Gasparri: finti decreti, litigi nel Governo e l’Italia…

di Marilena D'Elia
Pubblicato il 7 aprile 2019 14:41 | Ultimo aggiornamento: 7 aprile 2019 14:41

di Marilena D’Elia

Roma– “Ormai all’interno del cosiddetto governo siamo alle accuse su tutto. Pure sul negazionismo e l’Olocausto. Fino a quando si può continuare con i finti decreti ‘salvo intese’ che non prendono mai corpo? Litigano su tutto e l’Italia sprofonda, l’economia precipita con una recessione sempre più drammatica”,  ha commentato il senatore di Forza Italia Maurizio Gasparri alla luce delle ultime frecciate che si sono lanciate il pentastellato Di Maio e il leghista Salvini all’indomani dell’approvazione del decreto legislativo crescita.

Dopo che dl crescita è stato approvato il 4 aprile ma con la formula “salvo intese” che significa che può essere ritoccato dal Governo anche dopo l’approvazione, la tensione tra i due partiti si è innalzata quando Di Maio ha attribuito alla Lega alleanze europee con chi nega l’Olocausto e Salvini ha rivendicato i suoi risultati di difesa dei confini italiani e che in queste ore stanno costando all’Italia l’accusa della Ong tedesca Sea Eye.  La Ong sostiene che l’Italia non abbia “rispettato gli obblighi di protezione delle famiglie per strumentalizzazione politica”. L’Italia aveva proposto di fare sbarcare solo le donne e i bambini a bordo della nave di Sea Eye Alan Kurdi ma non i mariti e i padri.

Forse sono le elezioni europee imminenti a scatenare le tensioni tra i due partiti come ha detto Giuseppe Conte secondo quanto riportato dall’Ansa.  Sta di fatto che il decreto non ha ancora risolto il nodo cruciale dei rimborsi ai truffati dalle banche e il neo decreto, proprio perché approvato “salvo intese”, non è la versione ultima e definitiva, come osserva il senatore forzista che propone che si discuta in Parlamento

“Fino a quando si può continuare con i finti decreti ‘salvo intese’ che non prendono mai corpo? Servirà un decreto sblocca decreto del decreto sbloccacantieri? Sembrerebbe una farsa se non fosse una autentica tragedia. Serve un immediato confronto in Parlamento su tutti i temi di natura economica”.

Facendosi ancora più esplicito a proposito del dl crescita Maurizio Gasparri dice:

“Non c’è nessun provvedimento sulla crescita, le opere pubbliche restano bloccate, le liti nel governo divampano su tutti i temi”. C’è mancanza di trasparenza nel principale partito di governo. Dossieraggi, ricatti reciproci, minacce al Ministro dell’Economia, registrazioni, videoregistrazioni, vicende paradossali che stanno facendo precipitare la credibilità della Repubblica”.
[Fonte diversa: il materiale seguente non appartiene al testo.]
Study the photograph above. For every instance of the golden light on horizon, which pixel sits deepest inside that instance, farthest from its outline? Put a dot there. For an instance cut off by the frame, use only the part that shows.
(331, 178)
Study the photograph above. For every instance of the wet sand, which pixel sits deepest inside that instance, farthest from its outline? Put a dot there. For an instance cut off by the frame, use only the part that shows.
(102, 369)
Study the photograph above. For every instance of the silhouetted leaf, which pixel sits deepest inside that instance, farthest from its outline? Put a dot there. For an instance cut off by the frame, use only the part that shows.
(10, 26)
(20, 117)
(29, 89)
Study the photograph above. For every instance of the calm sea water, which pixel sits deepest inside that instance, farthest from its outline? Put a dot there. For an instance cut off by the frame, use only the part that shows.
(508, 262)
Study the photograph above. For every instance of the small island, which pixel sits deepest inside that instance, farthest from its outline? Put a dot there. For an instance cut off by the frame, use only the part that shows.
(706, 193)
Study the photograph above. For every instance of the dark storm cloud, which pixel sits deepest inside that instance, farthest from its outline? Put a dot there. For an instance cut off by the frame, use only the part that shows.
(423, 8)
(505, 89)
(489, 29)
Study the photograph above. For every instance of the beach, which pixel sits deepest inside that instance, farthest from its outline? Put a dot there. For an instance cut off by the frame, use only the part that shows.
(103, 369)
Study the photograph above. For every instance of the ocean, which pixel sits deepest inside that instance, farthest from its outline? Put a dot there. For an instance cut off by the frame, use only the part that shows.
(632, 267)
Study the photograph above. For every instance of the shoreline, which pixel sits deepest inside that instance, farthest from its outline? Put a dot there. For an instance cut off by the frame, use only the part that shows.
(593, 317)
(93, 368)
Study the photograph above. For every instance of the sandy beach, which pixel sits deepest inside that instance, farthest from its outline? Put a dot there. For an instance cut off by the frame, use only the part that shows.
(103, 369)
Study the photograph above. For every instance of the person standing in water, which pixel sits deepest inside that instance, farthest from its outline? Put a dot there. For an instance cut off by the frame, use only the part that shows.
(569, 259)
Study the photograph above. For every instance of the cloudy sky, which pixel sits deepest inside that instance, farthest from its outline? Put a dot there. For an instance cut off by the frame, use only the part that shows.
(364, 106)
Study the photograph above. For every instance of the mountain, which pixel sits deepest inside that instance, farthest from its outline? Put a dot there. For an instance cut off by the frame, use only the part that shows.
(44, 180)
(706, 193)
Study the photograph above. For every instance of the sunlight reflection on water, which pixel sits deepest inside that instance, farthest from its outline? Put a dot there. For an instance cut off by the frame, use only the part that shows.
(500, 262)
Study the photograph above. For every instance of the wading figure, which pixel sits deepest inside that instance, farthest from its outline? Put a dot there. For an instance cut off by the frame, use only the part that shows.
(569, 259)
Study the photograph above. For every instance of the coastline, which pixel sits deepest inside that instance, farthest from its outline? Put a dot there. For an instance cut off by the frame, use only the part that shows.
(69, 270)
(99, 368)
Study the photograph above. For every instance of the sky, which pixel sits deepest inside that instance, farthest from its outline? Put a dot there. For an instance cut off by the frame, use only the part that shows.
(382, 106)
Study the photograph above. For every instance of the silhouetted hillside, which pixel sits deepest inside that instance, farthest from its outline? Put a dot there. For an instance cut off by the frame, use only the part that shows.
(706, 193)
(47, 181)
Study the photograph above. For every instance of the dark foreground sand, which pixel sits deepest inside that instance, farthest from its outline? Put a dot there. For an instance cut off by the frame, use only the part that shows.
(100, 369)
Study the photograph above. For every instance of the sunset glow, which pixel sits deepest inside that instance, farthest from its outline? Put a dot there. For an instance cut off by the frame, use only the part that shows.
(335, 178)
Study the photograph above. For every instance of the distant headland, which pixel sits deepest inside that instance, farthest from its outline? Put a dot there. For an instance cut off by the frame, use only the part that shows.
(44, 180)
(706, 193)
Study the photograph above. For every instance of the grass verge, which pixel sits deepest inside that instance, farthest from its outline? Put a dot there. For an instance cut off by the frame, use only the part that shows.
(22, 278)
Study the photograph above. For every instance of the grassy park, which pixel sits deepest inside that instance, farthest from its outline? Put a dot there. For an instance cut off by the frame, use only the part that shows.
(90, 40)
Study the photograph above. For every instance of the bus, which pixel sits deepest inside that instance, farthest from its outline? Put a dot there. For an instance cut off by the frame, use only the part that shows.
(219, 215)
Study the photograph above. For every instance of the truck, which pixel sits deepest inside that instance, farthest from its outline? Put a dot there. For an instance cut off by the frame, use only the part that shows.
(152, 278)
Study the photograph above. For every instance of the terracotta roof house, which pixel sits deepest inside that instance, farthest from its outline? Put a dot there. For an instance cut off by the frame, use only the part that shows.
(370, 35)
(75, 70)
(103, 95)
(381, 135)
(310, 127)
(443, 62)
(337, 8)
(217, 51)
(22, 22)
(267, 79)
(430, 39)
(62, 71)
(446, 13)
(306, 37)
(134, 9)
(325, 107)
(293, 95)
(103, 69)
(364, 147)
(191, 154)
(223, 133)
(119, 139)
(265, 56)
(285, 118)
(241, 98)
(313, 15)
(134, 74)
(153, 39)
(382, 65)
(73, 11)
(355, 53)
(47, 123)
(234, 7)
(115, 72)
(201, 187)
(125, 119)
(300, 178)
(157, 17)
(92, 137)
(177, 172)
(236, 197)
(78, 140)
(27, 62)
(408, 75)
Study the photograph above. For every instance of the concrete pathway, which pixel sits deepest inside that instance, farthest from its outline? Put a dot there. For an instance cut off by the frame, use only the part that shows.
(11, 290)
Il senatore forzista conclude “Grillo ha messo in piedi un baraccone che ha goduto di un immeritato consenso. È ora di porre fine a questa commedia. Ed anche Salvini e la Lega ne sono ben consapevoli. Occorre un centrodestra serio, maturo, che abbia in Forza Italia un riferimento essenziale per dare risposte alle drammatiche domande che salgono dal Paese. Conte fa da copertura, all’insegna dell’incompetenza, ad una situazione che non si può più protrarre. E anche il Quirinale ha il dovere di far sentire la propria voce”.

Nel decreto legislativo crescita approvato il 4 aprile resta da sciogliere il nodo del risarcimento ai truffati delle banche che potrebbe far incorrere l’Italia in una procedura di infrazione costringendo i risarciti a restituire i soldi in un momento successivo. Il Movimento 5 stelle infatti vorrebbe un risarcimento diretto, senza  avvocati e senza  se e senza ma l’UE  ricorda che tra le regole per gli indennizzi c’è la necessità di accertare il danno con sentenza di un tribunale o un arbitrato condotto da un ente terzo.

Il dl crescita che introduce urgenti misure  è stato approvato dal Consiglio dei Ministri n. 53 del 4 aprile 2019 su proposta del presidente del Consiglio dei Ministri Conte, del ministro dell’Economia e delle Finanze Tria e del ministro dello Sviluppo Economico Di Maio.